3.7 Agriculture Dataset
Agricultural productivity is influenced by a variety of environmental, managerial, and resource-related factors. Farmers’ decisions regarding crop type, irrigation method, fertilizer usage, and seed quantity, combined with regional characteristics such as climate and soil conditions, determine crop yield outcomes. Understanding these factors helps agricultural planners, agronomists, and policymakers improve farm efficiency and resource allocation. This dataset includes categorical variables such as region, crop type, irrigation method, and fertilizer type, along with numerical variables including farm size, seed amount, fertilizer amount, rainfall, temperature, and farmer experience. The target variable is crop yield, measured in tons per hectare.
By applying descriptive statistics, analysts can summarize typical farm characteristics using measures of central tendency (mean, median, mode) and assess variability using measures of dispersion (range, variance, standard deviation, interquartile range).
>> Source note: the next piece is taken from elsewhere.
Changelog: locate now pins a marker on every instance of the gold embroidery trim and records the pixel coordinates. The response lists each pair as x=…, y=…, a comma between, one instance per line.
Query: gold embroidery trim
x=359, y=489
Data visualization techniques—such as histograms, boxplots, and bar charts—enable clear exploration of patterns, distributions, and outliers, providing actionable insights for improving agricultural practices and maximizing crop yield.
3.8 Educations Dataset
Student academic performance is influenced by a wide range of factors that encompass personal, familial, and institutional characteristics. Variables such as study hours, teacher experience, class size, parental support, and student motivation play crucial roles in shaping learning outcomes. Additionally, factors like attendance rate, access to learning resources, participation in extracurricular activities, and prior academic achievements further contribute to variations in performance across students.
This dataset includes both categorical variables, such as SchoolType (Public, Private, Charter), GradeLevel (Elementary, Middle, High, University), Region (North, South, East, West), and TeachingMethod (Traditional, Blended, Online), as well as numerical variables like:
- StudyHours (weekly study hours)
- TeacherExperience (years of experience)
- ClassSize (number of students per class)
- ParentalSupport (scale 1–10)
- StudentMotivation (score 0–100)
- AttendanceRate (%)
- ResourceAccessScore (scale 0–100, availability of learning resources)
- ExtracurricularHours (hours/week spent in activities)
- PriorGPA (previous grade point average)
The target variable, AcademicPerformance, reflects the overall student achievement on a 0–100 scale.
By applying descriptive statistics, analysts can summarize the dataset using measures of central tendency (mean, median, mode) to understand typical student characteristics and measures of dispersion (range, variance, standard deviation, interquartile range) to evaluate variability among students.
Data visualization techniques such as histograms, boxplots, scatterplots, and bar charts provide clear insights into distributions, patterns, correlations, and outliers. These visualizations help educators and policymakers identify trends, assess the impact of various factors, and make informed decisions to improve teaching strategies, resource allocation, and student support programs.